The woodland is partially grazed by highland cattle and through the centre of the woodland ran a barbed wire fence that we had to traverse. Half-way through the middle and top strands of barbed wire Maureen caught her trouser bottoms on the barbs, she fell flat onto the ground, her face planted fully into the leaf-litter, her back-pack weighing her down and both her legs high up, caught on the middle strand of wire. She was helpless. I did the gentlemanly thing and walked off…we were laughing so much it must have taken over five minutes to extricate her from the barbed wire.

Photo: Noctule ©Bram Connings

 

We carried on surveying and were delighted to find our first noctule: a big powerful bat with a beautifully smooth golden brown fur. Another box contained the brown long-eared bats we recorded in May, but in box number two I found something ‘quite exciting’: we never surveyed the boxes in numerical order, it was easier and quicker to do them in geographical order. In this box was a huge (and I mean HUGE) cluster of Bechstein’s bats. As I opened the box the cluster expanded into the space that became available and I spent a good couple of minutes trying to replace the door without trapping any of the bats’ feet or wings. Before I closed the door I managed to extract one of the bats and pop it into a cotton bag.
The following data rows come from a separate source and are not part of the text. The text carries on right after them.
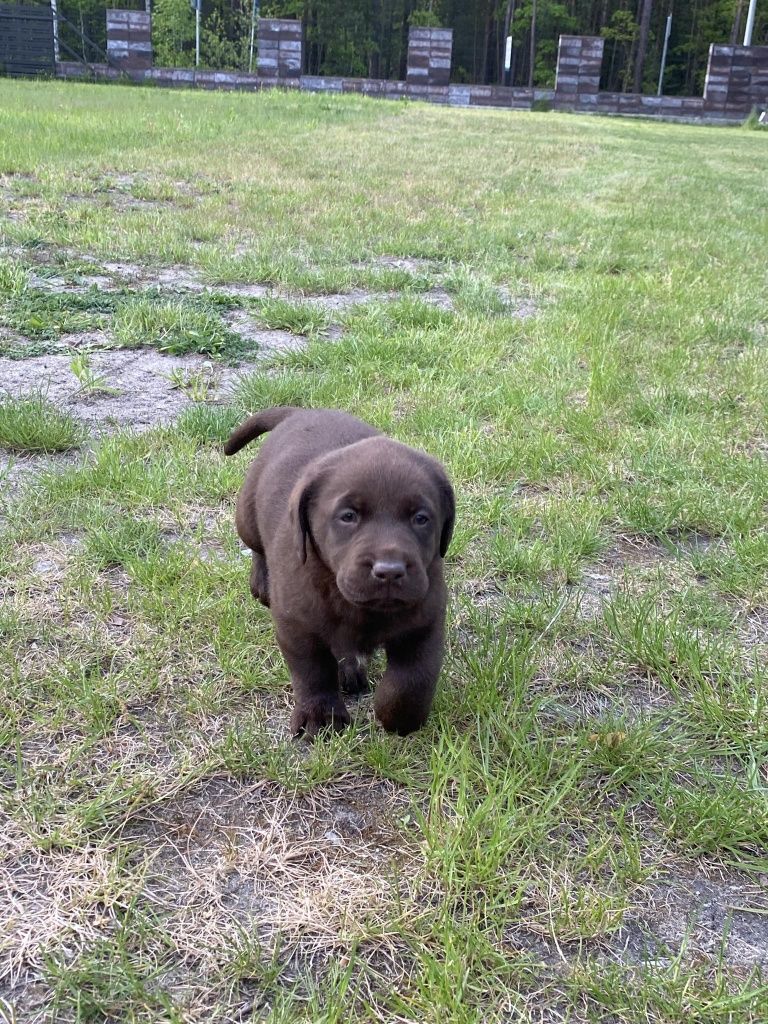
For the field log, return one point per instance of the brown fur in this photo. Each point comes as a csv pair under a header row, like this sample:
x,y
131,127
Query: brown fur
x,y
348,530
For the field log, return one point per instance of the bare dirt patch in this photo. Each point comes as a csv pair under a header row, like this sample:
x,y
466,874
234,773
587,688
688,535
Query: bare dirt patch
x,y
145,396
704,909
314,871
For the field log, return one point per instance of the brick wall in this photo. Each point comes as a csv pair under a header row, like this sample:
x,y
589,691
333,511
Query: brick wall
x,y
429,56
129,39
281,45
736,80
579,61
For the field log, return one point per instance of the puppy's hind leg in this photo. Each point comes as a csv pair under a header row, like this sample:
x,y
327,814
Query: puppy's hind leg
x,y
404,695
260,579
353,674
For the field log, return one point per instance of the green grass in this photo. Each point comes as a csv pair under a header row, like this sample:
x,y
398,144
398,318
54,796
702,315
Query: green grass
x,y
581,832
34,424
298,317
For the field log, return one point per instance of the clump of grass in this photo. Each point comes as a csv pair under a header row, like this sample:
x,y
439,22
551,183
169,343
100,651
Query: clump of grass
x,y
474,294
32,423
298,317
13,279
172,326
40,314
121,542
207,424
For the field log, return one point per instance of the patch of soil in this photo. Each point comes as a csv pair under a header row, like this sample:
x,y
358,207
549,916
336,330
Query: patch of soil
x,y
700,907
311,869
145,395
17,467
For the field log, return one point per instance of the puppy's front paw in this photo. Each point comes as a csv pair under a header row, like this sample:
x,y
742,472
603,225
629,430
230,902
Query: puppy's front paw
x,y
353,674
311,716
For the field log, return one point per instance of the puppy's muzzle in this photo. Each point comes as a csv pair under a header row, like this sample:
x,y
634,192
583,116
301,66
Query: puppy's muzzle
x,y
386,571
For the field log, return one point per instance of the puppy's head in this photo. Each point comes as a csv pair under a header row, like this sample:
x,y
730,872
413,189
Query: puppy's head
x,y
377,514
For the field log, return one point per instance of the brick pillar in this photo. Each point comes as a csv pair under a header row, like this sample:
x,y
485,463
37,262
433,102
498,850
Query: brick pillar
x,y
736,80
429,56
129,39
281,45
579,62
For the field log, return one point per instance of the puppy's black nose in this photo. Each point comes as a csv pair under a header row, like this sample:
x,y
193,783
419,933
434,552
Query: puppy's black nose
x,y
388,571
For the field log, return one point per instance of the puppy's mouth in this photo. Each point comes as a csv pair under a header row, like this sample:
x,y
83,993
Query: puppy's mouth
x,y
383,599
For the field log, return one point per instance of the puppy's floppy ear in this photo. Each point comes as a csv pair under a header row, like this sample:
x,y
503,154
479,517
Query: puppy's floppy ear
x,y
449,510
301,499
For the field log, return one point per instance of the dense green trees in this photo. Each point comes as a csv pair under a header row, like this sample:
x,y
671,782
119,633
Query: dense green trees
x,y
369,37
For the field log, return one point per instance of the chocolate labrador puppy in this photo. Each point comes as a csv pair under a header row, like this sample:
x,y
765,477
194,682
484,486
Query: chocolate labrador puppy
x,y
348,531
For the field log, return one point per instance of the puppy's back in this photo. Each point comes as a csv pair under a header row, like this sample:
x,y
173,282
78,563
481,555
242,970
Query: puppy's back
x,y
297,437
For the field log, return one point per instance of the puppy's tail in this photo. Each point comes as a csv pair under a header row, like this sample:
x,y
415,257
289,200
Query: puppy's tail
x,y
257,424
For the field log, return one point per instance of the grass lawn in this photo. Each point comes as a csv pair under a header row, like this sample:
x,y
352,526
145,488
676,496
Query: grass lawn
x,y
571,313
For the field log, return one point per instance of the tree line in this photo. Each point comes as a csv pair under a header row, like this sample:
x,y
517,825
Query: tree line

With the calmest voice I could muster I called down to Maureen and told her that I had found something ‘quite interesting’ in the box! I proceeded down the ladder with my precious cargo. Confused, Maureen asked why I had suddenly decided that long-eared bats were interesting. I asked her to take a closer look. Maureen looked and gasped; I could see the penny had dropped. She gasped even more when I told her that there were about 60 more in the box. Maureen was up that ladder as quick as the proverbial ‘rat-up-a-drainpipe’; it’s amazing how rare wildlife can cure ear infections. The droppings we had recorded in May as ‘unidentified species’ were almost certainly from Bechstein’s bats.

Since the colony was discovered, Dorset Wildlife Trust has allowed VWT to study the bats, and we’ve now been studying them for some 20 years. Sadly Maureen passed away last month (March 2018) and I related this day at her funeral. I’ll never forget the great times and laughs we had together and the discovery of the ‘first nursery colony’ of Bechstein’s bats recorded from a bat box in the UK.